We've got 5 horizontally sliding glass windows on the '84 Fu Hwa. One glass panel slides and the other is fixed in place. Unlike last weeks call for a chemistry expert, our single tracks for the movable glass panel are stainless steel and it looks as though the pile-faced plastic channel simply snaps into the stainless steel which has a rolled edge forming the catch for the 'P-F PC'.
Of the five windows, one of the four under the 'Europa' overhang has its sliding panel replaced with plastic. These four window have old weatherstrip in vaguely adequate condition. The fifth is exposed to weather and is over the galley counter; it apparently caused distress to a PO and was glued shut with silicone. I found the missing finger pull, happily before I made a new one, cut the silicone out and reattached the pull. The panel slides but the weatherstrip came out in clumps.
These windows look rectangular but are actually trapezoidal, so replacing the plastic panel with tinted safety glass will be more bother.

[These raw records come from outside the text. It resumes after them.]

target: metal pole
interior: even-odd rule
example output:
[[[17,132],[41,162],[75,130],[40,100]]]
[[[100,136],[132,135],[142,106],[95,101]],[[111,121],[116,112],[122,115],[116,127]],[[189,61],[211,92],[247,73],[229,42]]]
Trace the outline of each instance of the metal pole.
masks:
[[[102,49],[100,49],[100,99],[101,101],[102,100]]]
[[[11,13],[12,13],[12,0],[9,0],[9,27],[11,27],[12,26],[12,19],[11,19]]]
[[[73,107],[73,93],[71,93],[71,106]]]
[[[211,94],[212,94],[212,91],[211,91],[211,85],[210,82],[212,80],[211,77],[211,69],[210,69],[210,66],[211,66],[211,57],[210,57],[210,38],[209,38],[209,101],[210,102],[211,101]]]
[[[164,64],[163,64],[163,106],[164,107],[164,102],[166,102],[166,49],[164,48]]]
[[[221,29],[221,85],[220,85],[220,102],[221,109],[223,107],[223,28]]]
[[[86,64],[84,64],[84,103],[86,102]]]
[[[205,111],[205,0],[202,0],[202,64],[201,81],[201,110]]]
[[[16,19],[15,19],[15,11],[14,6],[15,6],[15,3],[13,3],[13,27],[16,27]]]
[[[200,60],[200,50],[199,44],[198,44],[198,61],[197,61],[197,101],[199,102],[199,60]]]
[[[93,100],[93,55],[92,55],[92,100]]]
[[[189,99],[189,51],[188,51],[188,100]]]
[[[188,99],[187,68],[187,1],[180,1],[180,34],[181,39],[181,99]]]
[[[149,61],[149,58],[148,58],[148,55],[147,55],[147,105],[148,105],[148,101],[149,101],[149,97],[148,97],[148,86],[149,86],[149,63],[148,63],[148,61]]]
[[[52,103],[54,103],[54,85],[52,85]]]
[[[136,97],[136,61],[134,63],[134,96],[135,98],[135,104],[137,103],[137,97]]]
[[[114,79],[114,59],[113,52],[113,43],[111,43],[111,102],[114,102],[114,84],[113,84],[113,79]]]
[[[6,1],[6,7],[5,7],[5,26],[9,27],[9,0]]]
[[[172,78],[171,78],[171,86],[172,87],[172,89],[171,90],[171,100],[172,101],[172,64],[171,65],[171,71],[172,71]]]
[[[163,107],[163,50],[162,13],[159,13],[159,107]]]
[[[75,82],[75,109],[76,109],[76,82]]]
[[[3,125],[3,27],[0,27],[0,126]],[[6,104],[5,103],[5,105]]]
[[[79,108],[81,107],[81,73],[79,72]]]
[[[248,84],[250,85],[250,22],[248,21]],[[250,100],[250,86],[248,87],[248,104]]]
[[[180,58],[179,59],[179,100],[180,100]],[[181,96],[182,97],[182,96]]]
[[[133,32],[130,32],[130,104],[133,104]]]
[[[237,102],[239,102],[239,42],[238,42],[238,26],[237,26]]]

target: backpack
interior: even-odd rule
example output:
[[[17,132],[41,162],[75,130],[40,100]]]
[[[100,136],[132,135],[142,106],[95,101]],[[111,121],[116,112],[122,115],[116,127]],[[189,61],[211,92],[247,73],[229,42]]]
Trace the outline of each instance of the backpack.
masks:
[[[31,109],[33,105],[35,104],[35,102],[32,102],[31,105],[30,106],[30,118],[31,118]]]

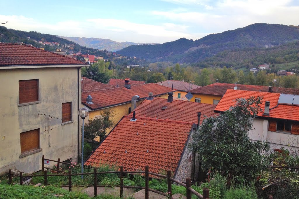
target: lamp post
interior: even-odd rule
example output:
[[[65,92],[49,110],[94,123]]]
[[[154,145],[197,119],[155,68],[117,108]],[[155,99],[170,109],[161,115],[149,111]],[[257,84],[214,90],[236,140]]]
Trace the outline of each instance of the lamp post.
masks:
[[[84,159],[83,158],[83,148],[84,147],[84,119],[88,115],[88,110],[86,108],[81,108],[78,111],[78,114],[82,118],[82,148],[81,149],[81,173],[83,173],[83,165]],[[81,175],[81,178],[83,179],[83,175]]]

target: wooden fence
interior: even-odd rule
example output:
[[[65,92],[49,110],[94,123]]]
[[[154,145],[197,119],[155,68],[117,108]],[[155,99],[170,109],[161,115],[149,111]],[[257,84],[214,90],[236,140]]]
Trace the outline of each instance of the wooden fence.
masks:
[[[57,163],[57,170],[54,169],[51,169],[50,170],[56,170],[57,174],[48,174],[47,173],[47,171],[43,171],[44,173],[41,175],[26,175],[25,176],[23,176],[23,172],[20,172],[19,174],[19,177],[20,178],[20,184],[21,185],[23,185],[23,177],[35,177],[43,176],[44,182],[44,183],[45,186],[47,185],[47,179],[48,177],[51,176],[66,176],[68,177],[68,185],[64,185],[62,186],[62,187],[68,187],[69,191],[70,192],[72,191],[72,176],[75,175],[92,175],[93,174],[94,176],[94,180],[93,184],[89,184],[88,185],[80,185],[76,186],[78,187],[94,187],[94,196],[97,196],[97,187],[120,187],[120,196],[121,198],[123,198],[123,188],[129,188],[132,189],[145,189],[145,199],[148,199],[149,198],[149,192],[151,191],[154,193],[155,193],[160,195],[168,197],[170,199],[173,199],[172,195],[172,185],[173,182],[175,183],[178,184],[186,188],[186,196],[187,199],[191,199],[191,197],[192,194],[194,194],[199,198],[203,199],[208,199],[209,197],[209,190],[208,188],[204,188],[203,189],[203,195],[200,194],[196,191],[193,189],[191,187],[191,180],[190,178],[187,178],[186,179],[186,183],[185,183],[181,182],[171,177],[171,171],[168,170],[167,171],[167,175],[162,175],[150,172],[149,171],[149,166],[147,166],[145,167],[145,170],[144,171],[124,171],[123,167],[121,166],[120,169],[119,171],[112,171],[108,172],[97,172],[96,168],[93,168],[93,172],[89,172],[87,173],[83,173],[72,174],[71,170],[69,170],[67,173],[59,174],[60,172],[62,171],[59,171],[59,165],[58,163],[61,163],[66,164],[69,165],[75,166],[75,165],[72,165],[68,163],[62,163],[60,162],[59,159],[57,161],[53,160],[52,160],[46,159],[45,158],[44,156],[43,156],[43,163],[42,167],[44,168],[44,160],[48,160],[49,161],[53,161],[54,162]],[[79,166],[77,165],[78,166]],[[88,167],[85,167],[86,168],[89,168]],[[47,169],[49,168],[47,168]],[[89,168],[90,169],[90,168]],[[65,173],[66,173],[65,172]],[[11,184],[12,181],[12,177],[14,175],[16,175],[13,174],[11,170],[10,169],[8,173],[9,176],[9,184]],[[119,185],[99,185],[97,184],[97,175],[98,174],[104,174],[109,173],[118,173],[120,174],[120,183]],[[145,175],[145,186],[126,186],[123,185],[123,176],[124,174],[144,174]],[[149,187],[149,175],[151,175],[153,176],[159,177],[161,178],[165,178],[167,179],[167,193],[165,193],[161,192],[159,191],[154,189],[150,189]]]

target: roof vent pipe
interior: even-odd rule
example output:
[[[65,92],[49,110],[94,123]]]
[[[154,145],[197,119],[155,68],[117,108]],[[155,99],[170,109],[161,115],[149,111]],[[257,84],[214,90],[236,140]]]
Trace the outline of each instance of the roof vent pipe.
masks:
[[[264,111],[264,115],[269,115],[269,109],[270,107],[270,102],[269,101],[266,101],[265,103],[265,111]]]
[[[269,91],[268,91],[269,93],[273,93],[273,86],[269,86]]]
[[[168,93],[168,97],[167,99],[167,102],[171,102],[173,101],[173,97],[172,96],[172,93]]]
[[[147,100],[152,100],[154,99],[154,98],[152,97],[152,92],[150,92],[149,93],[149,97],[148,97],[147,98]]]
[[[197,113],[197,127],[199,126],[200,121],[200,116],[202,114],[202,113],[200,112]]]
[[[138,95],[135,95],[132,97],[131,100],[131,111],[136,108],[136,100],[140,97]]]
[[[93,102],[92,102],[92,98],[90,95],[88,95],[86,98],[86,103],[89,104],[92,104]]]

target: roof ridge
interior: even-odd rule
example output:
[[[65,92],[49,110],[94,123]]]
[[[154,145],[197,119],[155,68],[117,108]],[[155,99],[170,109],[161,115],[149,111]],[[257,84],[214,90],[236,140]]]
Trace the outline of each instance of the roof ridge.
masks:
[[[132,118],[132,117],[129,115],[125,115],[124,117],[127,118]],[[190,122],[185,122],[179,120],[166,120],[165,119],[159,119],[159,118],[155,118],[154,117],[143,117],[142,116],[135,116],[135,118],[136,119],[144,119],[145,120],[150,120],[155,121],[159,121],[162,122],[173,122],[176,123],[181,123],[182,124],[193,124],[194,123]]]

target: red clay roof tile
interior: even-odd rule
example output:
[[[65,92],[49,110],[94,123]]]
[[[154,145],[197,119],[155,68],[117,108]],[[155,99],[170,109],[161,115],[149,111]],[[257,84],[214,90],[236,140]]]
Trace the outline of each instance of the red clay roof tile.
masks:
[[[130,80],[130,83],[131,86],[135,86],[137,85],[144,84],[145,83],[145,82]],[[123,87],[125,86],[125,80],[120,79],[110,79],[108,84],[115,87],[116,87],[118,85],[118,87]]]
[[[223,112],[235,105],[238,98],[249,98],[251,96],[263,97],[261,108],[263,111],[258,116],[259,117],[299,121],[299,106],[278,104],[280,94],[266,92],[254,92],[241,90],[227,90],[218,103],[214,111]],[[263,115],[266,101],[270,102],[269,116]]]
[[[240,90],[263,92],[268,92],[269,91],[269,87],[266,86],[216,83],[193,89],[190,92],[192,93],[223,96],[227,89],[233,89],[234,87],[236,86],[238,87],[239,90]],[[274,87],[273,88],[273,92],[277,93],[298,95],[299,94],[299,89]]]
[[[167,106],[164,110],[161,108]],[[146,117],[159,119],[175,120],[197,123],[197,113],[200,112],[200,123],[206,117],[219,114],[214,112],[216,105],[174,100],[167,102],[167,99],[157,97],[152,100],[146,100],[136,108],[137,117]],[[131,112],[130,115],[132,115]]]
[[[0,43],[0,66],[84,65],[68,57],[34,47]]]
[[[82,77],[81,80],[81,88],[82,92],[91,91],[115,88],[113,86],[103,84],[84,77]]]
[[[131,86],[131,89],[124,87],[114,88],[94,91],[82,92],[82,103],[92,110],[130,102],[132,97],[138,95],[139,99],[145,99],[152,92],[154,96],[157,96],[173,92],[171,89],[151,83]],[[86,99],[90,95],[92,98],[93,104],[86,103]]]
[[[132,118],[124,116],[85,164],[123,166],[128,171],[144,170],[148,166],[150,172],[174,172],[193,123],[142,117],[132,122]]]
[[[161,85],[161,83],[160,82],[156,84]],[[182,91],[187,91],[201,87],[195,84],[190,84],[188,82],[179,80],[167,80],[162,82],[162,85],[171,88],[172,88],[172,84],[173,84],[173,89]]]

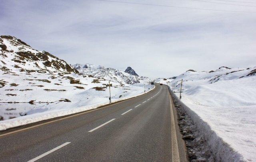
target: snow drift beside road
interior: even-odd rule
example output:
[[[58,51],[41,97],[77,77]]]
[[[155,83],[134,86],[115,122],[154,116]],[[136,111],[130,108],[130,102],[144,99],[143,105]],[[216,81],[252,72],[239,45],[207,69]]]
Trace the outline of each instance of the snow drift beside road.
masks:
[[[175,84],[178,91],[182,79],[182,102],[208,123],[218,136],[242,154],[245,160],[254,162],[256,161],[256,67],[221,67],[211,72],[190,70],[171,82]],[[178,96],[179,93],[176,95]],[[196,117],[191,117],[197,123]],[[214,142],[209,142],[214,148]]]

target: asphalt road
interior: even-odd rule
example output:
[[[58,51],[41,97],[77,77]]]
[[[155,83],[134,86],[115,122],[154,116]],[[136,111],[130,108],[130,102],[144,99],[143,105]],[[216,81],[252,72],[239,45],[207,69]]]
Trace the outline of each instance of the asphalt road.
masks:
[[[157,85],[139,97],[1,135],[0,161],[187,161],[171,105],[167,87]]]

Three edges of the sliding panel are the aforementioned stainless channel with a channel-shaped snap-in pile-faced weatherstrip. The fourth edge is a stainless channel glued onto the fixed glass with, presumably, a snap-in pile-faced weatherstrip.
Whew!
So, what's the stuff called? Anybody got a source? Anybody done the replacement? Do I have to disassemble the whole shebang to replace the plastic panel and the weatherstrip?